The hotel industry has asked the commission to create an exception to rules that prohibit anyone from “willful or malicious interference” with wireless communications that are “licensed or authorized” by the government. The industry claims that because Wi-Fi signals use unlicensed frequencies, they do not deserve the same protection as licensed services like cellphone networks.
In October, the F.C.C. fined Marriott $600,000 for preventing customers from using their own Wi-Fi devices at the Gaylord Opryland Hotel and Convention Center in Nashville.
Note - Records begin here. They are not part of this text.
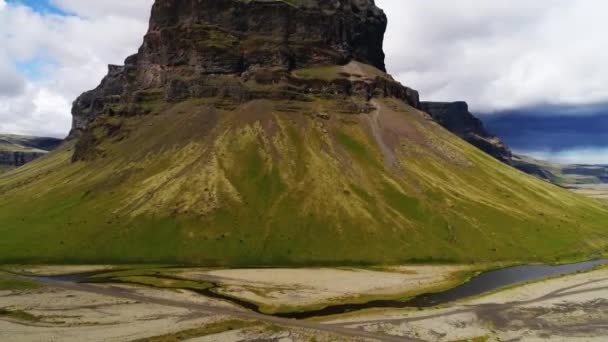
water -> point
(483, 283)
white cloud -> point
(495, 54)
(11, 82)
(74, 51)
(500, 54)
(96, 9)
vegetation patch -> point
(209, 329)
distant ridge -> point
(267, 133)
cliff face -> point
(235, 49)
(455, 117)
(266, 133)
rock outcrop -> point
(455, 117)
(240, 50)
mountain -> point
(563, 175)
(16, 150)
(456, 118)
(268, 133)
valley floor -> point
(598, 191)
(570, 308)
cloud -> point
(94, 9)
(496, 54)
(500, 54)
(59, 57)
(11, 82)
(567, 134)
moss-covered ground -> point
(259, 186)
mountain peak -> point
(230, 36)
(240, 50)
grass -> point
(258, 187)
(12, 282)
(209, 329)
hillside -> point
(16, 150)
(277, 157)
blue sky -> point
(41, 6)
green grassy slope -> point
(274, 183)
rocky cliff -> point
(266, 133)
(243, 50)
(456, 117)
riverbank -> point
(158, 309)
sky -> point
(502, 56)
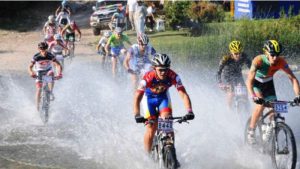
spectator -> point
(150, 16)
(130, 10)
(140, 17)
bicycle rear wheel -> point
(258, 132)
(284, 151)
(170, 157)
(44, 106)
(242, 111)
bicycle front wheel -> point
(284, 151)
(170, 157)
(44, 106)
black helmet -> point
(43, 45)
(273, 47)
(162, 60)
(143, 39)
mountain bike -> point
(163, 148)
(241, 103)
(44, 104)
(280, 144)
(71, 47)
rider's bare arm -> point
(107, 46)
(126, 61)
(136, 102)
(250, 79)
(59, 65)
(30, 71)
(293, 79)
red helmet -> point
(43, 45)
(72, 23)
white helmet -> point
(143, 39)
(162, 60)
(107, 34)
(57, 37)
(51, 19)
(118, 30)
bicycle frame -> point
(163, 140)
(44, 104)
(272, 145)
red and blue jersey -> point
(154, 87)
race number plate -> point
(59, 57)
(280, 107)
(240, 90)
(47, 79)
(165, 125)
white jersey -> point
(62, 15)
(103, 41)
(139, 62)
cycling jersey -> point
(140, 62)
(230, 70)
(63, 18)
(43, 63)
(265, 69)
(153, 87)
(156, 98)
(57, 50)
(263, 82)
(114, 42)
(103, 41)
(50, 28)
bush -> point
(204, 11)
(176, 13)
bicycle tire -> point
(258, 132)
(289, 136)
(170, 157)
(241, 110)
(44, 106)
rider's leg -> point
(114, 65)
(149, 135)
(38, 94)
(134, 80)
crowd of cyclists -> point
(151, 73)
(59, 30)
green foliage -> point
(175, 12)
(205, 11)
(208, 48)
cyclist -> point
(116, 19)
(101, 45)
(116, 43)
(57, 47)
(137, 61)
(230, 69)
(153, 89)
(50, 29)
(260, 82)
(63, 18)
(43, 66)
(69, 32)
(64, 7)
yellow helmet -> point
(273, 47)
(235, 46)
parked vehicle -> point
(103, 12)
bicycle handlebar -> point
(178, 119)
(271, 103)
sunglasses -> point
(274, 55)
(162, 69)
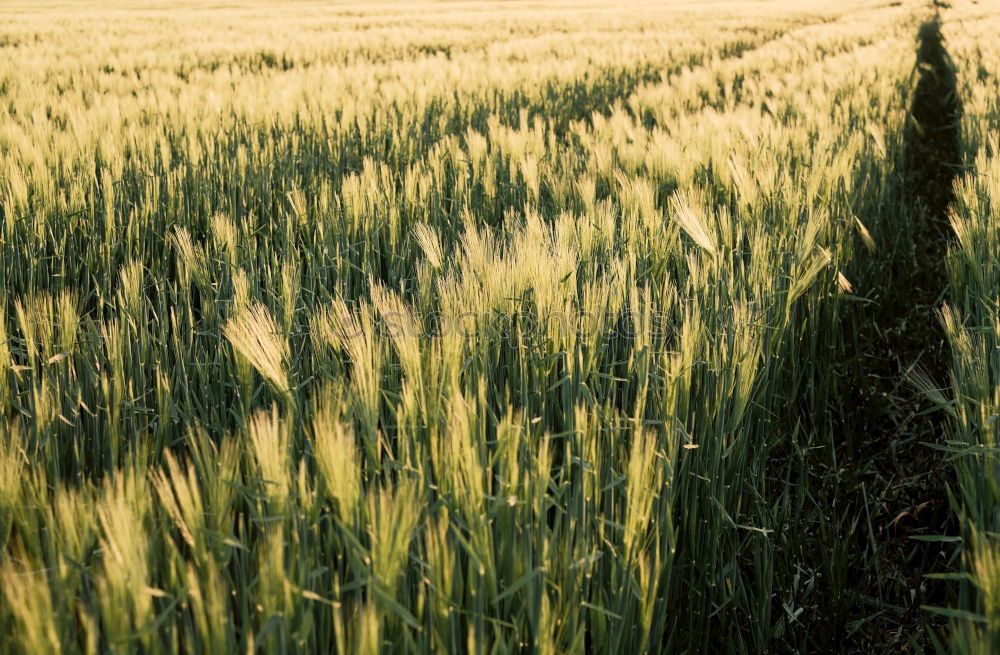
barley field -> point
(526, 326)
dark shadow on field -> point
(879, 483)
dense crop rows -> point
(460, 327)
(972, 323)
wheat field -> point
(555, 326)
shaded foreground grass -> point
(887, 488)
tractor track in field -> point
(888, 485)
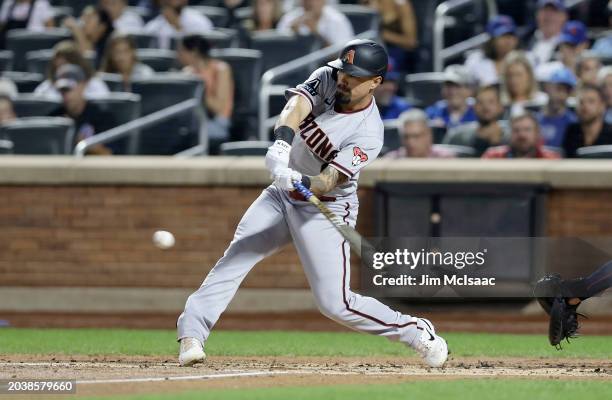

The commission said the hotel was charging people attending and exhibiting at a conference $250 to $1,000 per device to connect to the hotel-operated Wi-Fi service.
Hotel industry officials say they want to protect guests from rogue Wi-Fi networks that are designed by criminals to look as though they are part of hotel-operated Wi-Fi systems and that are used to hack into travelers’ computers.
Marriott said last week that its intention is misunderstood. The hotel chain is only interested in blocking access to Mi-Fi devices in its conference spaces — not its hotel rooms or lobbies.
“To set the record straight it has never been nor will it ever be Marriott’s policy to limit our guests’ ability to access the Internet by all available means, including through the use of personal Mi-Fi and/or Wi-Fi devices,” the company said in a statement. “As a matter of fact, we invite and encourage our guests to use these Internet connectivity devices in our hotels.”
Marriott said that conference attendees can launch cyber attacks on the company’s network or disrupt Wi-Fi service for the conference or guests using Wi-Fi hotspots. That’s why Marriott wants the FCC to give it permission to “detect and contain rogue and imposter Wi-Fi hotspots used in our meeting and conference spaces that pose a security threat.”